BLOG INI BERSIFAT TERBUKA UNTUK DIKOMENTARI DAN DIKRITISI DEMI KEMAJUAN WAWASAN BERPIKIR, DAN BERTEOLOGI MASA KINI
Kamis, 08 November 2012
LAPORAN BACA BUKU MINGGUAN
1.William C.Placher, Unapologetic Theology, (Westminster/John Knox, 1990), Bab 1
2.William C.Placher, Unapologetic Theology, (Westminster/John Knox, 1990), Bab 2
3.Stephen Toulmin, Cosmopolis: The Hidden Agenda of Modernity, (Free Press, 1990), Bab
1.
Berbicara mengenai filsafat, maka kita akan menemukan berbagai bertanyaan
yang sulit dijawab. Karena sampai sekarang belum ada kesepakatan mengenai apa
arti filsafat itu sendiri. Memang ada banyak konsep dan penjelasan yang sangat
jelas tentang filsafat. Banyak filsuf besar memberi penjelasan dan menjabarkan
pemikiran mereka tentang filsafat. Namun demikian, kita tidak menemukan
kesepakatan di antara mereka mengenai pengertian filsafat.

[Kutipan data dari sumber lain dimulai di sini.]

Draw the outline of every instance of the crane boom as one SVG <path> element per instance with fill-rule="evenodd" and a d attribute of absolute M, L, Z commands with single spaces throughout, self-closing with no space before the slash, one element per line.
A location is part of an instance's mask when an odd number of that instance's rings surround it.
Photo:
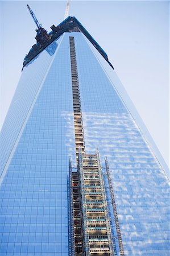
<path fill-rule="evenodd" d="M 38 28 L 38 29 L 39 29 L 40 27 L 42 27 L 42 24 L 38 20 L 37 18 L 36 18 L 34 13 L 33 13 L 33 11 L 32 11 L 32 10 L 30 7 L 29 5 L 27 5 L 27 6 L 28 9 L 30 11 L 30 13 L 31 14 L 31 15 L 32 16 L 32 19 L 34 19 L 34 22 L 36 24 L 37 27 Z"/>

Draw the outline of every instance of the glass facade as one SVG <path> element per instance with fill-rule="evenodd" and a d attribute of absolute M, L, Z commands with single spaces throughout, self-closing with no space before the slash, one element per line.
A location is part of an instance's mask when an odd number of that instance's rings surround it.
<path fill-rule="evenodd" d="M 125 254 L 168 256 L 167 176 L 115 81 L 78 32 L 64 33 L 24 68 L 7 115 L 1 141 L 0 254 L 69 255 L 69 156 L 76 163 L 71 35 L 86 152 L 94 154 L 98 147 L 103 167 L 107 156 Z"/>

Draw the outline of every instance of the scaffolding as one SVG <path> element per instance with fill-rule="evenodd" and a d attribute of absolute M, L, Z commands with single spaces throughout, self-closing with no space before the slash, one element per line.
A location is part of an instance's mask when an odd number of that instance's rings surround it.
<path fill-rule="evenodd" d="M 105 165 L 106 165 L 107 179 L 108 179 L 108 181 L 109 181 L 109 189 L 110 189 L 110 192 L 112 206 L 113 206 L 113 209 L 114 221 L 115 223 L 116 230 L 117 230 L 117 235 L 118 235 L 118 242 L 119 242 L 120 254 L 121 254 L 121 256 L 125 256 L 125 253 L 124 253 L 123 246 L 123 242 L 122 242 L 121 233 L 121 229 L 120 229 L 120 226 L 119 226 L 119 220 L 118 220 L 118 217 L 117 208 L 116 208 L 115 196 L 114 195 L 112 182 L 111 182 L 110 170 L 109 170 L 109 166 L 107 158 L 105 158 Z"/>
<path fill-rule="evenodd" d="M 98 152 L 78 155 L 82 256 L 113 256 L 103 179 Z"/>

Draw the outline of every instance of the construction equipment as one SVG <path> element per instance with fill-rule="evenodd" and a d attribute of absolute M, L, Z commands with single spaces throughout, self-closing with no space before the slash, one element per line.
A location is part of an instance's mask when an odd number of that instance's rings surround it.
<path fill-rule="evenodd" d="M 31 9 L 30 7 L 28 5 L 27 5 L 27 7 L 29 10 L 31 15 L 35 23 L 38 28 L 35 30 L 36 31 L 36 36 L 35 38 L 36 40 L 38 46 L 42 47 L 45 43 L 48 41 L 50 38 L 48 35 L 47 30 L 43 28 L 42 26 L 42 24 L 39 22 L 38 20 L 35 16 L 34 12 Z"/>

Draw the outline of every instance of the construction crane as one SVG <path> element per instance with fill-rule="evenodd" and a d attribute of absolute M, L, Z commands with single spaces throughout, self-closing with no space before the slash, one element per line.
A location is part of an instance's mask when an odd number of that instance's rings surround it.
<path fill-rule="evenodd" d="M 36 24 L 38 28 L 38 29 L 42 27 L 42 24 L 39 22 L 38 20 L 37 19 L 37 18 L 35 16 L 35 15 L 34 14 L 34 13 L 33 13 L 33 11 L 32 11 L 32 10 L 28 6 L 28 5 L 27 5 L 27 7 L 28 9 L 29 10 L 30 14 L 32 16 L 32 18 L 34 22 Z"/>
<path fill-rule="evenodd" d="M 43 28 L 42 24 L 39 22 L 38 20 L 35 16 L 34 12 L 31 9 L 28 5 L 27 5 L 27 7 L 29 10 L 31 15 L 35 23 L 38 28 L 35 30 L 37 32 L 36 36 L 35 38 L 36 39 L 37 44 L 39 46 L 42 46 L 48 41 L 50 38 L 47 34 L 47 30 Z"/>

Ketika membahas filsafat, dalam benak saya selalu bertanya apakah ojek
filsafat ini abstrak atau nyata? Saya lebih cenderung berfikir bahwa dunia
filsafat adalah dunia abstrak. Namun, abstrak bukan berarti tidak ada sangkut
pautnya dengan kehidupan. Di sisi lain, relevansi filsafat juga dapat
dipikirkan dengan cara lain. Pertanyaan-pertanyaan filsafat adalah
pertanyaan-pertanyaan manusia. Artinya, sebagai manusia kita tidak pernah dapat
menghindar dari pertanyaan-pertanyaan dan rasa kagum terhadap apa yang kita
lihat dan alami.
Dalam bukunya, Unapologetic Theology
bab 1 – 2, Placher mau menjelaskan bahwa dia berharap bukunya itu tidak disalah
mengerti menjadi sebuah permainan kata-kata yang buruk. Sebab secara
tradisional kata “Apologetika” merupakan bagian dari teologi Kristen untuk
melawan iman Kristen pada orang non-Kristen. Menurutnya bahwa teologi
kontemporer Kristen sering mengadopsi nada “apologetika”. Hal ini disebabkan
bahwa sejak Pencerahan dalam abad ketujuhbelas, telah terjadi pemaksaan dalam
struktur pemikiran kita yakni bahwa “menjadi rasional” berarti mempertanyakan
seluruh asumsi kemudian menerima hanya yang dipercayai secara universal.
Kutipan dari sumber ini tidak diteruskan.